Chez les personnes âgées, c’est la même chose, le système immunitaire est altéré, il perd en efficacité. Un individu jeune éduque son système à chaque fois qu’il croise un pathogène, mais chez les personnes âgées ce n’est pas le cas, c’est la dégénérescence immunitaire.

Si les données confirment l’efficacité de la dexamethasone, quelle est la prochaine étape ?
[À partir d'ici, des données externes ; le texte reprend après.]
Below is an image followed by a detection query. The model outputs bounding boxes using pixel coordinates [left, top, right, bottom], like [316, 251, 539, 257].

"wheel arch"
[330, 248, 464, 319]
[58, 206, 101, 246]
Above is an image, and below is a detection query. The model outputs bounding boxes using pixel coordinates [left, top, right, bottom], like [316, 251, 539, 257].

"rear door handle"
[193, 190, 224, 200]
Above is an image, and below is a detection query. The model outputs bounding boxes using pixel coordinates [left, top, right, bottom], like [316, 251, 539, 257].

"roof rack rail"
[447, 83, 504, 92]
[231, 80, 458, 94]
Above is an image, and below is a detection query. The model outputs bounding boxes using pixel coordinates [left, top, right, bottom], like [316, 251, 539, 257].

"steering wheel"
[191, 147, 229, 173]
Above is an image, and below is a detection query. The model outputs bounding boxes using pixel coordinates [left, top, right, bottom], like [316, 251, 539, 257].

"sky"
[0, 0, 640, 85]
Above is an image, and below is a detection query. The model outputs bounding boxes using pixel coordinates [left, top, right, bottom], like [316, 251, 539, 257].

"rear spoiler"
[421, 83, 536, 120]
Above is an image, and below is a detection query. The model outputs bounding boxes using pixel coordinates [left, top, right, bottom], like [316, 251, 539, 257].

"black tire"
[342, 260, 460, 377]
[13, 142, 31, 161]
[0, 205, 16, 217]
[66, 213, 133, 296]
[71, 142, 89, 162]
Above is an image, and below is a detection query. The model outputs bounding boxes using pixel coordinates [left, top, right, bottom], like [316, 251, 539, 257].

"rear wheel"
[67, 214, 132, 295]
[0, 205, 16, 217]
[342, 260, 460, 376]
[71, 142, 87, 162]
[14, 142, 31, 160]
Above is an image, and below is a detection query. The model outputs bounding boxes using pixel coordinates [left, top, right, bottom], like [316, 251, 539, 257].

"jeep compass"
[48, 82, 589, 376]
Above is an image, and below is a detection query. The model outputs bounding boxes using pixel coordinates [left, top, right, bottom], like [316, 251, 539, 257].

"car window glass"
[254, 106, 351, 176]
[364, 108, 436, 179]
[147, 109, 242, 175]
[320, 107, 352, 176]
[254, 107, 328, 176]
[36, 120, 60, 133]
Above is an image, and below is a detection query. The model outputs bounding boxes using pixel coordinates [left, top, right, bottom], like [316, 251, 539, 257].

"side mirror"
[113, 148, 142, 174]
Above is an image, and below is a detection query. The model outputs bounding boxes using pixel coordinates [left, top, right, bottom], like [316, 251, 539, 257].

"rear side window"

Il serait logique que l’on arrive à sauver des malades en réanimation en France dans des pourcentages similaires, ce serait une très bonne nouvelle. Mais encore une fois, ce traitement ne sert que pour les formes graves, afin de contrer l’orage de cytokine. Et il demande un dosage bien particulier, qui nécessite une prise en charge hospitalière.

Et quoi qu’il arrive, la dexamethasone n’est pas parfaite. Certaines personnes n’y répondent pas forcément. Il reste de la recherche à faire.

Notre laboratoire travaille justement sur de nouvelles molécules qui visent non pas à diminuer la “cascade inflammatoire” en ciblant ses médiateurs, mais plutôt à augmenter la “cascade désinflammatoire” en renforçant les cellules qui régulent l’inflammation. Une telle méthode devrait être plus efficace en théorie. Nous avons plusieurs pistes, mais cela prend du temps, surtout que ce sont de nouvelles molécules dont il faudra également vérifier l’innocuité. On est donc encore loin d’un médicament, mais cela reste une piste non négligeable.